Help with pinyin

Hello! My name is Sandra and I’m from Sweden. I’m new at this site and I really enjoy it a lot. I’ve been learning korean and japanese for a while now, but the language I’ve been wanting to learn the most lately is mandarin chinese and that’s why I’m here. I need some help with the phrase 欢迎来到. I can’t seem to find the pinyin for it and I fint it really hard to learn the pronunciation without the western letters. The first part seem to be huan ying, but I’m not sure.

There are many Hanzi to pinyin converters on the web. I chose the first one that popped up on a google search put in your text and got the following.

huan1 ying2 lai2 dao4
huān yíng lái dào
欢 迎 来 到

The converter can be found at

http://www.frelax.com/cgi-local/pinyin/hz2py.cgi

Just use Google Translate:

You’ll see a rough Swedish translation.

Now click on “Ä” in the right bottom corner of the Chinese textbox.

You’ll see the Hanyu Pinyin of the Chinese text: “Huānyíng lái dào”

Click on the loudspeaker icon, and you’ll hear it.

To learn more about Hanyu Pinyin: Pinyin – Wikipedia

I’ve used http://py.kdd.cc/ - just paste your text and click CTRL+Enter (or the button below the text), and voilà: your text pinyinized (with colour-coded tones).

Jeff, thanks for that link.
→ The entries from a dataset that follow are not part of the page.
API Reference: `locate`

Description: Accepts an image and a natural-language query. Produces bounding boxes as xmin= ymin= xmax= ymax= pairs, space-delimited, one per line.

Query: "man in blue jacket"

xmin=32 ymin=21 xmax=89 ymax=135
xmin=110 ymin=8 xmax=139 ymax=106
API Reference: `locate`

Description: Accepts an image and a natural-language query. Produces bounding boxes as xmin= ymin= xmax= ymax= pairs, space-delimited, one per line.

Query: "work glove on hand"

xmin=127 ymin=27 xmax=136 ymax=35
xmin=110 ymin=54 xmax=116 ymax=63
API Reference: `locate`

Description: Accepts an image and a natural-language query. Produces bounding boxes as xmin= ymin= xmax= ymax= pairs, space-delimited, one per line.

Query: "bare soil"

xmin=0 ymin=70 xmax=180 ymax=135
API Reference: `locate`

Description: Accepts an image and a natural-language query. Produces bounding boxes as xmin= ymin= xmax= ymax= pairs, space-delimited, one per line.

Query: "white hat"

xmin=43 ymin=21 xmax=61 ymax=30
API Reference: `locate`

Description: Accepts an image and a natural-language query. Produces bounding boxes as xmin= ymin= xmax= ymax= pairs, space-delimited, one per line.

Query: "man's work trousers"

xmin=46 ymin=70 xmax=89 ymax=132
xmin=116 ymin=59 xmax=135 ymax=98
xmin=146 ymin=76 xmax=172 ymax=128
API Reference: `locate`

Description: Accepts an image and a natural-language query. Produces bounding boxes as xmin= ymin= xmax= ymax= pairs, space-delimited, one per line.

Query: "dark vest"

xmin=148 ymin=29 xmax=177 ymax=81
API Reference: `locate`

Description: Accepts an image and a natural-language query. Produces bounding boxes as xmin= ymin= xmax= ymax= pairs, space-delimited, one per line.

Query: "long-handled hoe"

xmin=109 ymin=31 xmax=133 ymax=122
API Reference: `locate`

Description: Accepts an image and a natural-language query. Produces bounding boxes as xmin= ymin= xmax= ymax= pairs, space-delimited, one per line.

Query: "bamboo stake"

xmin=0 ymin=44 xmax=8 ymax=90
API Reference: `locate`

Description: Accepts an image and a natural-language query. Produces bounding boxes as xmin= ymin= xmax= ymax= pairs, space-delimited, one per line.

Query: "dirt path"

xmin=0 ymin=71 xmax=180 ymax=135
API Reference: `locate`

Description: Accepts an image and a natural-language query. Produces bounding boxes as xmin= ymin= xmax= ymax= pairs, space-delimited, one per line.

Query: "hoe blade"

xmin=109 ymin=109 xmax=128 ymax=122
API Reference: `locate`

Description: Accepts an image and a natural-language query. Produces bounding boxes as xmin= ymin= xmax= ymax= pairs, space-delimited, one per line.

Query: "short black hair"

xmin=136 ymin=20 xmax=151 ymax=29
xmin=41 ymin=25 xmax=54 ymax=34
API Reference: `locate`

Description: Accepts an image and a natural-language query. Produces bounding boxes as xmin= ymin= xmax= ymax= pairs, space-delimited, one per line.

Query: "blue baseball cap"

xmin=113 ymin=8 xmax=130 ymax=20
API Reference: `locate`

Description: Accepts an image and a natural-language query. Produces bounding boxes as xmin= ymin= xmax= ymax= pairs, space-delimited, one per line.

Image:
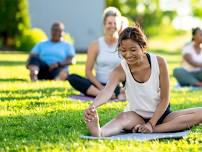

Just a quick warning about it though: every time you submit data to this Chinese-only site, another web page seems to open with irrelevant advertisements. I couldn’t get Ctrl+Enter to work, but maybe that’s just my configuration.

About the color-coding of tones you refer to: as far as I can determine, the colors of the pinyin that this site produces do not denote the five distinct tones of Mandarin. Instead, the pinyin colorization on this particular site seems to indicate whether or not that character is known to be pronounced with multiple distinct tones. A clear example is 教, which may be pronounced as either jiāo (1st tone) or jiào (4th tone). Such ambivalent pronunciations are indicated on this site with pinyin transcriptions in a specific color - the default is red. As such, this is an interesting resource, because I’ve never come across a site that marks 多音漢字 up in this way.

One more caveat: the risk of using any ‘dumb’ pinyinizer tool is that some characters have multiple, totally unrelated pronunciations depending on their context. 樂, for example, can be pronounced as “yuè” (in 音樂 “yīnyuè”, music) or as “lè” (in 可樂 “kělè”, cola).

Oh, I just realized that another page seemed to open now and then (it kind of took the place of the clickable text area). Sorry about that. I’ve had good experiences from that site some years ago, at least.